Kerberos uses encryption to protect information passing over the network. Encryption is the transformation of data into a form no one can read without the key, for the purpose of ensuring privacy by keeping the information hidden from anyone for whom it is not intended, even if they can see the encrypted data.

An encryption system is a set of rules or operations to be applied to the message. The rules require a randomizing seed or starting point, called a key. The original message is called plaintext. The disguised message is called ciphertext.


Note:  Encryption is a procedure to convert plaintext into ciphertext, and decryption is a procedure to convert ciphertext into plaintext.

Encryption systems can be patented. Many encryption systems have been patented, including DES and RSA. The basic ideas of public-key encryption are contained in U.S. Patent 4,200,770, by M. Hellman, W. Diffie, and R. Merkle, issued 4/29/80 and in U.S. Patent 4,218,582, by M. Hellman and R. Merkle, issued 8/19/80. Similar patents have been issued throughout the world. Public Key Partners, of Sunnyvale, California holds exclusive licensing rights to both patents, as well as the rights to the RSA patent.
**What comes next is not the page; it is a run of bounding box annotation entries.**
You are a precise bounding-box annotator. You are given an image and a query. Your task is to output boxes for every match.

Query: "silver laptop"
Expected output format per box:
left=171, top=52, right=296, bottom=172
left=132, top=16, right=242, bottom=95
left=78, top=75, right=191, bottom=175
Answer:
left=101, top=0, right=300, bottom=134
The encryption systems in use in Kerberos and most publicly available encryption systems (such as PGP) are patented. Any commercial implementation of Kerberos will be subject to the license granted for the encryption system.

NSA or other intelligence or defense agencies have intervened to block some patent applications for encryption systems, under the authority of the Invention Secrecy Act of 1940 and the National Security Act of 1947.

The NSA is the U.S. government’s official communications security body. The NSA has a mandate to listen to and decode all foreign communications of interest to the security of the United States. The NSA is the largest employer of mathematicians and the largest purchaser of computer hardware in the world. The NSA probably possesses encryption expertise many years ahead of the public state of the art, and undoubtedly can break many of the systems used in practice. For reasons of national security, almost all information about the NSA is classified. It also has used its power to slow the spread of publicly available encryption, to prevent national enemies from employing methods too strong for the NSA to break.

As the premier cryptographic government agency, the NSA has enormous financial and computer resources. Developments in encryption achieved at the NSA are not made public. This secrecy has led to many rumors about the NSA’s capability to break popular crypto-systems like DES and that the NSA secretly has placed weaknesses, called trapdoors, in DES. These rumors have never been proved or disproved, and the criteria the NSA uses to select encryption standards never have been made public.

The NSA exerts influence over commercial cryptography in several ways. First, it controls the export of cryptography from the U.S. The NSA generally does not approve export of products used for encryption unless the key size is strictly limited. It does, however, approve for export any products used for authentication only, no matter how large the key size, as long as the product cannot be converted to be used for encryption. The NSA also has blocked encryption methods from being published or patented, citing a national security threat. Additionally, the NSA serves an advisory role to NIST (National Institute of Standards and Technology, a division of the U.S. Department of Commerce) in the evaluation and selection of official U.S. government computer security standards. In this capacity, it has played a prominent role in the selection of DES. The NSA also can exert market pressure on U.S. companies to produce (or refrain from producing) encryption products, because the NSA itself often is a major customer for these same companies.

The governments of Canada and the United States have synchronized their policies on export of encryption. As a result, any distribution of encryption that is legal within the U.S. is also legal into Canada. Canadians wanting to export encryption to a third country must go through the same applications for an export license with the Canadian government.